Open the notebook corresponding to the figure or table of interest, inspect the first markdown cell for provenance, then adapt the data paths if needed.

Data Availability and Paths

Large raw spatial omics datasets are not bundled with the repository. The notebooks therefore preserve the original paths used during analysis, such as Y:\long\... on Windows workstations and /data/taobo.hu/... or /mnt/taobo.hu/... on A100/Linux systems.

When rerunning a notebook, use one of these strategies:

  • Run on the same workstation or server where the original paths are mounted.

  • Replace the original path variables with local copies of the same datasets.

  • Use the notebook as a code template and substitute your own Xenium, transcript-coordinate, or cell-coordinate data.

The final multi-panel manuscript figures were usually assembled from generated PDF/PNG panels. The notebooks focus on the computational source for those panels rather than reproducing Illustrator or PowerPoint assembly exactly.

Core Package Entry Points

Most manuscript notebooks use one or more of these public entry points:

  • compute_cophenetic_distances_from_df for coordinate-table inputs.

  • compute_cophenetic_distances_from_adata for AnnData/Xenium workflows.

  • plot_cophenetic_heatmap for StructureMap heatmaps.

  • transcript_by_cell_analysis for transcript-to-cell spatial topology.

  • compute_cophenetic_distances_from_df_memory_opt for large tables.

  • plot_circular_dendrogram_pycirclize for circular hierarchy plots.

Reproducibility Status

The curated notebooks are designed to expose the analysis logic and code provenance. They are not all guaranteed to execute on a fresh public machine because some require large datasets, local manuscript outputs, or server-side intermediate files.
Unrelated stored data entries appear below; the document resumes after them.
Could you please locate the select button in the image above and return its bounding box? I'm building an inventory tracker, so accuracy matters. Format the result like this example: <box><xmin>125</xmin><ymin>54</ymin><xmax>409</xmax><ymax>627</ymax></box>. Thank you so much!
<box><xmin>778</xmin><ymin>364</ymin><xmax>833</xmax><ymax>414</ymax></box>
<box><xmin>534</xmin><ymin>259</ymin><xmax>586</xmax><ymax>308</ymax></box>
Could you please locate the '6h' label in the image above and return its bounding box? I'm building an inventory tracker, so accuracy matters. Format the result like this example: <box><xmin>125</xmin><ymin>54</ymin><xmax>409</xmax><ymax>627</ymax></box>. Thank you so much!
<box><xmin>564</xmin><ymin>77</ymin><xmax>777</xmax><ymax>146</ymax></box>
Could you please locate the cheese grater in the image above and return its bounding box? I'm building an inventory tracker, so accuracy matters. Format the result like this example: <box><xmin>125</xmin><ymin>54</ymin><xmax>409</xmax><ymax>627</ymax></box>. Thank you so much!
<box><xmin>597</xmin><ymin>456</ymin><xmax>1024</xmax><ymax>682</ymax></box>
This is the expected status by category:

  • Synthetic benchmark notebooks are the easiest to rerun when dependencies are installed, because they generate benchmark patterns programmatically.

  • Mouse pup, lymph node, pulmonary fibrosis, SSc, and TNBC notebooks require access to the corresponding public or local processed spatial omics data.

  • DST-GNN notebooks require the recovered DST-GNN release workspace and its flattened SSS input tables.

  • Supplementary table notebooks require the intermediate benchmark or transcript-by-cell result tables used for the manuscript.

Validation

For a local documentation check:

python -m sphinx -b html docs docs/_build/html

For notebook validation without rerunning heavy computations, use nbformat to confirm that the notebook files are structurally valid. GitHub rendering also expects notebooks to include stable cell IDs, which these curated notebooks now include.